Recursive splitting#
You know Bucket 3 is different. But it still has 250 million rows — too many to compare directly. So you split Bucket 3 into 4 sub-buckets and hash each one:
Bucket 3 splits into:
Bucket 3.1: rows 500M – 562M → hash e721
Bucket 3.2: rows 562M – 625M → hash 9a43
Bucket 3.3: rows 625M – 687M → hash c819
Bucket 3.4: rows 687M – 750M → hash 4f02
Compare again:
Replica1 Replica2
Bucket 3.1: e721 == e721 ✓ same
Bucket 3.2: 9a43 ≠ 1b77 ✗ different
Bucket 3.3: c819 == c819 ✓ same
Bucket 3.4: 4f02 == 4f02 ✓ same
Narrowed from 250 million rows down to 62 million — by exchanging 4 more hashes.
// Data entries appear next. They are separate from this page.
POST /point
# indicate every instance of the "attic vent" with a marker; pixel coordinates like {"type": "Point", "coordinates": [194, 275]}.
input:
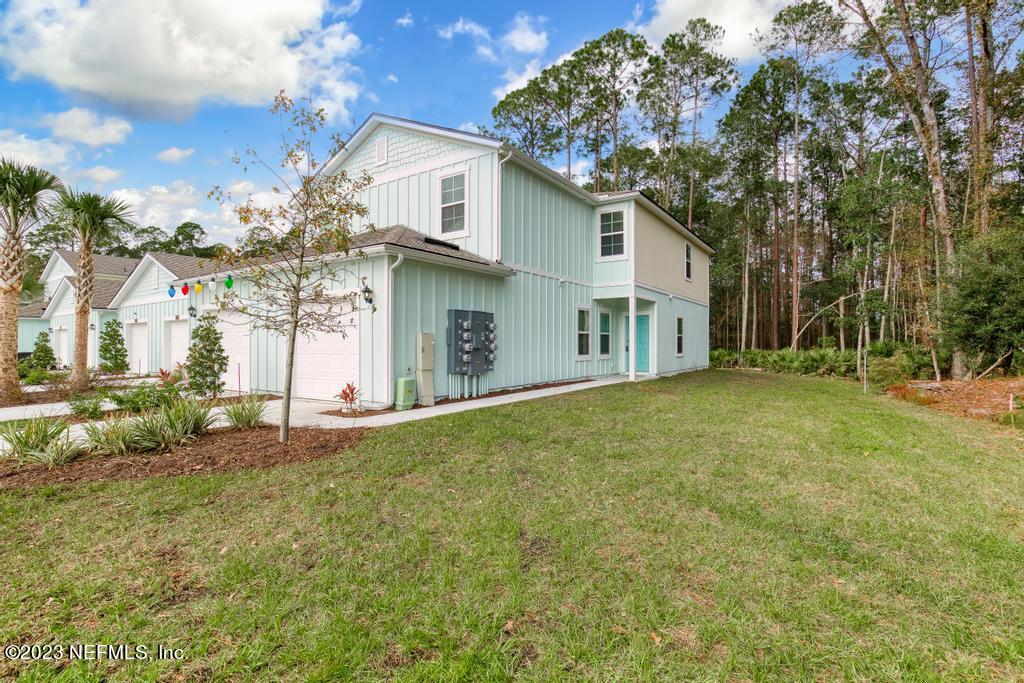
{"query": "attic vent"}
{"type": "Point", "coordinates": [440, 243]}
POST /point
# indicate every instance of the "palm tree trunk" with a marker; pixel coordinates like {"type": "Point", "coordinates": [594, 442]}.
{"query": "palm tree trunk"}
{"type": "Point", "coordinates": [12, 264]}
{"type": "Point", "coordinates": [83, 305]}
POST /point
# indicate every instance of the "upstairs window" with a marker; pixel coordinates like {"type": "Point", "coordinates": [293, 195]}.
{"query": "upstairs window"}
{"type": "Point", "coordinates": [612, 233]}
{"type": "Point", "coordinates": [454, 203]}
{"type": "Point", "coordinates": [583, 334]}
Keep splitting the differing bucket at each level until the bucket is small enough to sync directly.
The full tree structure#
graph TD
R[Root Hash]
B1[Bucket 1 ✓]
B2[Bucket 2 ✓]
B3[Bucket 3 ✗]
B4[Bucket 4 ✓]
B31[3.1 ✓]
B32[3.2 ✗]
B33[3.3 ✓]
B34[3.4 ✓]
B321[3.2.1 ✓]
B322[3.2.2 ✗]
B323[3.2.3 ✓]
B324[3.2.4 ✓]
R --> B1
R --> B2
R --> B3
R --> B4
B3 --> B31
B3 --> B32
B3 --> B33
B3 --> B34
B32 --> B321
B32 --> B322
B32 --> B323
B32 --> B324 Each node is a hash of its children. The root hash is a hash of all four top-level bucket hashes. If the root hash matches between two replicas — the entire dataset is identical. If it differs — you drill down level by level to find exactly where.
How efficient is this?#
Starting from 1 billion rows, splitting into 4 buckets at each level:
Level 1: 1,000,000,000 rows → 4 hash comparisons
Level 2: 250,000,000 rows → 4 hash comparisons
Level 3: 62,500,000 rows → 4 hash comparisons
Level 4: 15,625,000 rows → 4 hash comparisons
Level 5: 3,906,250 rows → 4 hash comparisons
Level 6: 976,562 rows → 4 hash comparisons
Level 7: 244,140 rows → 4 hash comparisons
Level 8: 61,035 rows → 4 hash comparisons
Level 9: 15,258 rows → 4 hash comparisons
Level 10: 3,814 rows → sync directly ✓
40 hash comparisons to locate the differing rows out of 1 billion. You only transfer actual row data for the final small bucket — everything else is tiny hash exchanges.
Compare that to the naive approach of sending all 1 billion rows over the network.